What a charming woman, what a world, what is biography.

Friday, November 11, 2011

Steve Job



   
Based on more than forty interviews with Jobs conducted over two years—as well as interviews with more than a hundred family members, friends, adversaries, competitors, and colleagues—Walter Isaacson has written a riveting story of the roller-coaster life and searingly intense personality of a creative entrepreneur whose passion for perfection and ferocious drive revolutionized six industries: personal computers, animated movies, music, phones, tablet computing, and digital publishing.
At a time when America is seeking ways to sustain its innovative edge, and when societies around the world are trying to build digital-age economies, Jobs stands as the ultimate icon of inventiveness and applied imagination. He knew that the best way to create value in the twenty-first century was to connect creativity with technology.
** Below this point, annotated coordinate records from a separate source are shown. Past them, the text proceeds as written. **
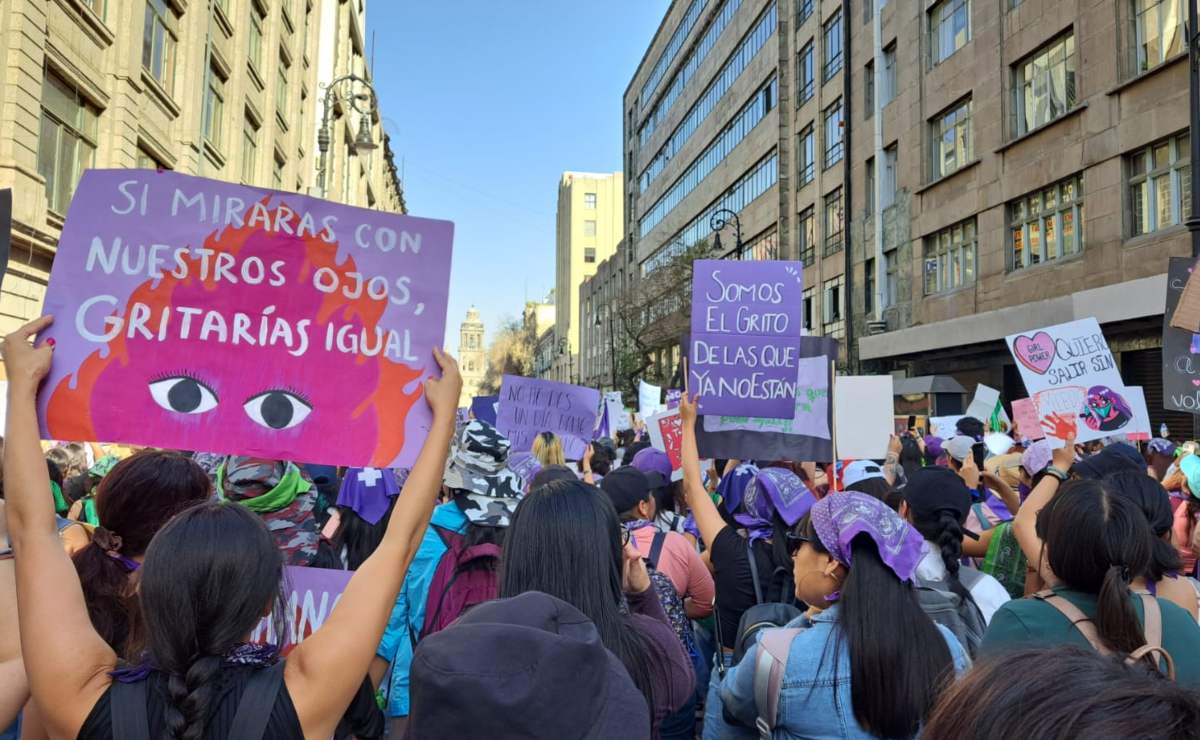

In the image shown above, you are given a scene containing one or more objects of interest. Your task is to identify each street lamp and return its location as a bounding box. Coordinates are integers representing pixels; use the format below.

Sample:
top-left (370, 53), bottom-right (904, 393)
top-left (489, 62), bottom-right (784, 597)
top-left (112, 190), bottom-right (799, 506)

top-left (317, 74), bottom-right (379, 198)
top-left (708, 209), bottom-right (742, 259)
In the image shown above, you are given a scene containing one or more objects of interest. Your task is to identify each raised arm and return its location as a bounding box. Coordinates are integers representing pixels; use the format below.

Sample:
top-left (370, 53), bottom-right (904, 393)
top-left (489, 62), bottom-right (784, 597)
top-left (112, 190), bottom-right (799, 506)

top-left (4, 317), bottom-right (116, 738)
top-left (283, 349), bottom-right (462, 738)
top-left (679, 390), bottom-right (725, 547)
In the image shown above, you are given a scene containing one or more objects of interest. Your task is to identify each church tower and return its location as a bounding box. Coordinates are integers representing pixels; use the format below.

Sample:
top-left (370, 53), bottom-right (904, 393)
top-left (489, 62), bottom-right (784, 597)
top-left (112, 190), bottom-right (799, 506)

top-left (458, 306), bottom-right (487, 408)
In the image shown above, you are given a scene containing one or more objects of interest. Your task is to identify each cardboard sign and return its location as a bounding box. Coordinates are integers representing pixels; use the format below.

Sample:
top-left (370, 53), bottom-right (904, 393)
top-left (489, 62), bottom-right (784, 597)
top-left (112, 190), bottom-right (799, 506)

top-left (38, 169), bottom-right (454, 468)
top-left (696, 337), bottom-right (840, 462)
top-left (250, 565), bottom-right (354, 655)
top-left (1163, 257), bottom-right (1200, 414)
top-left (637, 380), bottom-right (662, 419)
top-left (1013, 398), bottom-right (1046, 441)
top-left (688, 259), bottom-right (804, 419)
top-left (833, 375), bottom-right (894, 459)
top-left (496, 375), bottom-right (600, 459)
top-left (470, 396), bottom-right (500, 427)
top-left (646, 410), bottom-right (683, 481)
top-left (1007, 319), bottom-right (1133, 443)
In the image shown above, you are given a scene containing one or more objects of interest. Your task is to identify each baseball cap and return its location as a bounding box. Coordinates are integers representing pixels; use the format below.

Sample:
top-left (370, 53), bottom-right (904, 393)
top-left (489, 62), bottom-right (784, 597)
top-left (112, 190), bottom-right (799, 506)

top-left (600, 465), bottom-right (650, 515)
top-left (841, 459), bottom-right (883, 486)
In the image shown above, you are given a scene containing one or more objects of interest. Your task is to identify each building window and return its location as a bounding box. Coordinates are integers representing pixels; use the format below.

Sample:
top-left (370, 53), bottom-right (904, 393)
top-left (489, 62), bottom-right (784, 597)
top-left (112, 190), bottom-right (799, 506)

top-left (1013, 32), bottom-right (1078, 136)
top-left (1126, 132), bottom-right (1192, 236)
top-left (931, 98), bottom-right (974, 180)
top-left (877, 42), bottom-right (896, 108)
top-left (863, 157), bottom-right (875, 216)
top-left (824, 187), bottom-right (845, 257)
top-left (863, 61), bottom-right (875, 119)
top-left (925, 218), bottom-right (976, 295)
top-left (37, 70), bottom-right (100, 215)
top-left (796, 124), bottom-right (817, 185)
top-left (800, 205), bottom-right (817, 267)
top-left (241, 113), bottom-right (258, 185)
top-left (1133, 0), bottom-right (1187, 72)
top-left (248, 0), bottom-right (264, 72)
top-left (929, 0), bottom-right (971, 65)
top-left (821, 275), bottom-right (845, 338)
top-left (824, 98), bottom-right (845, 169)
top-left (1008, 175), bottom-right (1084, 270)
top-left (142, 0), bottom-right (175, 92)
top-left (821, 10), bottom-right (842, 82)
top-left (880, 144), bottom-right (898, 209)
top-left (203, 62), bottom-right (224, 151)
top-left (796, 41), bottom-right (814, 108)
He built a company where leaps of the imagination were combined with remarkable feats of engineering.  
Although Jobs cooperated with this book, he asked for no control over what was written nor even the right to read it before it was published. He put nothing off-limits. He encouraged the people he knew to speak honestly. And Jobs speaks candidly, sometimes brutally so, about the people he worked with and competed against. His friends, foes, and colleagues provide an unvarnished view of the passions, perfectionism, obsessions, artistry, devilry, and compulsion for control that shaped his approach to business and the innovative products that resulted.
Driven by demons, Jobs could drive those around him to fury and despair. But his personality and products were interrelated, just as Apple’s hardware and software tended to be, as if part of an integrated system. His tale is instructive and cautionary, filled with lessons about innovation, character, leadership, and values.